Feb. 27: The headquarters of the Hazm movement, which was formed last year, trained in Turkey and became one of the most important “moderate Syrian opposition groups,” was taken over by al-Nusra, a pro-al-Qaeda movement.
According to serious sources, the Hazm movement joined al-Nusra along with all its weapons.
The meaning of this is that the movement called the “moderate opposition” now has no chance left in Syria. One portion will join radical Islamist groups; others will eventually join the ranks of Bashar al-Assad. The world understands this. What about Turkey?
However, there are some good signs in Turkey.
President Recep Tayyip Erdoğan’s visit to Saudi Arabia was useful.

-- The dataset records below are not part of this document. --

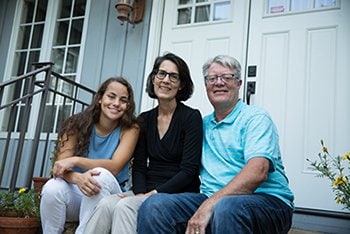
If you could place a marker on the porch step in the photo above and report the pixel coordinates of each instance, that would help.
(301, 231)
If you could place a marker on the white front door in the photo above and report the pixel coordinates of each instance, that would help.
(302, 57)
(301, 71)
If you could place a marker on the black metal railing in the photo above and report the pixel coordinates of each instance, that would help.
(32, 108)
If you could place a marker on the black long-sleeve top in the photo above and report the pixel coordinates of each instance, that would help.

It could be considered the first important step to making up for Turkey’s loneliness in the Arab world.
Erdoğan’s words on Egypt on his way back from Saudi Arabia could be regarded as the first sign of a thawing on this matter. He said two things: First, low-level contacts may start with Egypt. This is a wise move. Second, he addressed the Egypt administration and advised them to “be moderate toward the opposition.”
The style and the tone were extremely soft and constructive. This was a realistic move.
Turkey is giving signals that it will join the operation to take back Mosul from the Islamic State of Iraq and the Levant (ISIL). This is the step that would save Turkey from its “honorable loneliness” to a “wise unity.”
Meanwhile, the visit of Doğu Perinçek and friends to Damascus is a positive step. It was a move that shows the Turkish people are not monolithic, thus adding some flexibility to foreign policy.
Al-Assad’s words to the visiting Turks were very moderate and constructive. This was also a positive development, realistic, constructive, wise and logical for the future.
Non-stop embedded journalists
My fellow Hürriyet columnist Akif Beki is one of the standard names of the “flying journalists” who accompany the “A330” jet. I love reading his columns because thanks to him we receive colorful and meaningful news from “inside.”
We learned from his column on Thursday that the journalists accompanying President Erdoğan in the presidential jet A330 returned from Saudi Arabia with the president and continued on the same plane to the Unites States without resting, this time accompanying Prime Minister Ahmet Davutoğlu.
The first interpretation may be that the top administration of the ruling Justice and Development Party (AKP) trusts only these journalists. The second interpretation may be that the prime minister, by taking over the presidential journalist crew, in a way maintains good relations with Erdoğan.
It is indeed a very advantageous situation for any journalist on board. But playing devil’s advocate, let’s consider their situation in terms of aviation rules and in terms of human rights.
Because of the working hours, the flying crew must have changed on their return from Saudi Arabia. When the flight crew was changed, was it correct for the journalist crew to continue without resting? The journalist crew should also be renewed, according to aviation writer Uğur Cebeci.
There is another risk: God forbid if, due to exhaustion, they utter a word that should not be said to the prime minister and the president gets angry.